すると糸魚川は「か、金を落としてな!さ、探していたんだ!」とカァッと赤くなり説明をしてくる。


「じゃあ探さないとマズくないか?」

「も、もう見つけた!だからじゃあな!」

「は?」


それから猛スピードで去る糸魚川。

その途中で振り返ってきた。

そして聞いてくる。

「な、なあ。嫌じゃ無かったらウチ来ないか?」という感じでであるが。

俺はそんな姿に「は!?」と唖然とする。


「何でいきなりそうなるんだ」

「い、いや。お前が困っている顔をしているからな。嫌じゃなければ」

「いや。ありがたいけど困っているのは今もだぞ」

「そ、そうか。すまん」


だけどせっかくのお誘いを断るのもな。

考えながら俺は「分かったよ。じゃあ少しだけだぞ」と諦める感じで告げた。

するとパッと明るくなる糸魚川。

何だこれは?初めて見る顔だな.....。


「あ、有難うな。
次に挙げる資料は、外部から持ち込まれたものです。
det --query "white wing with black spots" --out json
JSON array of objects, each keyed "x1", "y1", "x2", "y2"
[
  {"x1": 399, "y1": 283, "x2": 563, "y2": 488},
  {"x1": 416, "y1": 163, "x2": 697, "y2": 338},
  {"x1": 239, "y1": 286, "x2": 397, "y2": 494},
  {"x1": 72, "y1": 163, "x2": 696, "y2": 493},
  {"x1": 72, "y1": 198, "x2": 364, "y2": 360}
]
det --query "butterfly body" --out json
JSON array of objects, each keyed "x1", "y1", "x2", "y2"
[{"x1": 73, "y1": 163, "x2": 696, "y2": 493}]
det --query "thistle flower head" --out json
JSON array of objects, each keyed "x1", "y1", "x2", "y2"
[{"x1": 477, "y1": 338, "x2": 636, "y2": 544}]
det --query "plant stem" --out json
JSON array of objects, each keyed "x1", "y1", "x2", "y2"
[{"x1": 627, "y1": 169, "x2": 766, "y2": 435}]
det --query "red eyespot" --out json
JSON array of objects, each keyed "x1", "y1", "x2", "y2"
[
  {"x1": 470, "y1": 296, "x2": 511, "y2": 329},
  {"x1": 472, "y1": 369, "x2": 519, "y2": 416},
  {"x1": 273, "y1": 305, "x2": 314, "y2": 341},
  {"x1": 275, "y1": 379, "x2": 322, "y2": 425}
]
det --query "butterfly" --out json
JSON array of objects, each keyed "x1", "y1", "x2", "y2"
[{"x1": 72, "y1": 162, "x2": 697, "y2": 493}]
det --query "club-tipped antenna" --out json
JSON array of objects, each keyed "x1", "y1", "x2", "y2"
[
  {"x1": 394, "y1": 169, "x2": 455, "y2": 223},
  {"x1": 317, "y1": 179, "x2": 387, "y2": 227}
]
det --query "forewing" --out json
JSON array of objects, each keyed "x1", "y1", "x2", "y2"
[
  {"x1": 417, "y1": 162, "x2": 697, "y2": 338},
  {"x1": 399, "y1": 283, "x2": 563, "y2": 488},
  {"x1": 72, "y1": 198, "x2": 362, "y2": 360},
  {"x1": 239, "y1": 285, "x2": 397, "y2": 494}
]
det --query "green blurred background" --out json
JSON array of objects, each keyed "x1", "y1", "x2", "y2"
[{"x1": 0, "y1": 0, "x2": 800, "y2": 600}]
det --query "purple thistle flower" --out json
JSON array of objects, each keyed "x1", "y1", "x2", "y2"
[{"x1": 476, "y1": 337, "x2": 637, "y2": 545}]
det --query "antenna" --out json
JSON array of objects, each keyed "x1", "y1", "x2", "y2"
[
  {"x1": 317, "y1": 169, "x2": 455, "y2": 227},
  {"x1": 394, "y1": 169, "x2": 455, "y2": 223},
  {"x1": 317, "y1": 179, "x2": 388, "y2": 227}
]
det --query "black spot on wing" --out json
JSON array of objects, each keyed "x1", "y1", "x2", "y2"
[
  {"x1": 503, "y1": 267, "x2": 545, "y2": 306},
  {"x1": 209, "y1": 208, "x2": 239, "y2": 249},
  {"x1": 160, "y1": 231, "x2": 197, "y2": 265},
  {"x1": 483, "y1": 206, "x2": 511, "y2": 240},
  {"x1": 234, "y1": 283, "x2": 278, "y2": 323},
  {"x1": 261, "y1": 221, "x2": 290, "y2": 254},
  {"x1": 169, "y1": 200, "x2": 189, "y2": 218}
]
妹が待ってるから早くしろ」

「何でそんな命令形なんだ。全く」

「い、良いから。早くしろ」


それから俺は糸魚川の誘いに乗った。

そして俺はそのまま糸魚川の家に向かう.....が。そこで全ての真実を知った。

何があったかって?

糸魚川がどれだけ苦労しているかを知ったのだ。



「糸魚川。これは.....」

「妹と一緒に死ねば良かった。だけど生きる意味を知ったんだ。お前のおかげでな」

「.....」


糸魚川の家。

それはボロボロのアパートだった。

築60年のアパート。


失礼ながら今までここは心霊スポット。

つまり幽霊屋敷かと思っていた。

俺は眉を顰めてしまった。

それから糸魚川を見る。


「ヤンキーにならないとやってられないんだ。親父はギャンブル中毒だしな」

「糸魚川.....」

「強く他人を守りたい。だからこそだ」

「お前は強いな。糸魚川」


「強い訳じゃ無い。ただ強く形成されちまっただけさ」と皮肉めいて話す糸魚川。

俺は俯いた。

それから糸魚川を見ると糸魚川は手すりを掴んでから俺を見てくる。


「ありがとうな。来てくれて」

「俺は来ただけだぞ」

「アタシにとってはそれがとても幸せだよ。マジにありがとうな」

「.....意味が分からんな」


何で俺なんかにそんな感謝するのやら。

俺は訳も分からず糸魚川を見る。

糸魚川は笑みを少しだけ浮かべながら俺を自宅に案内した。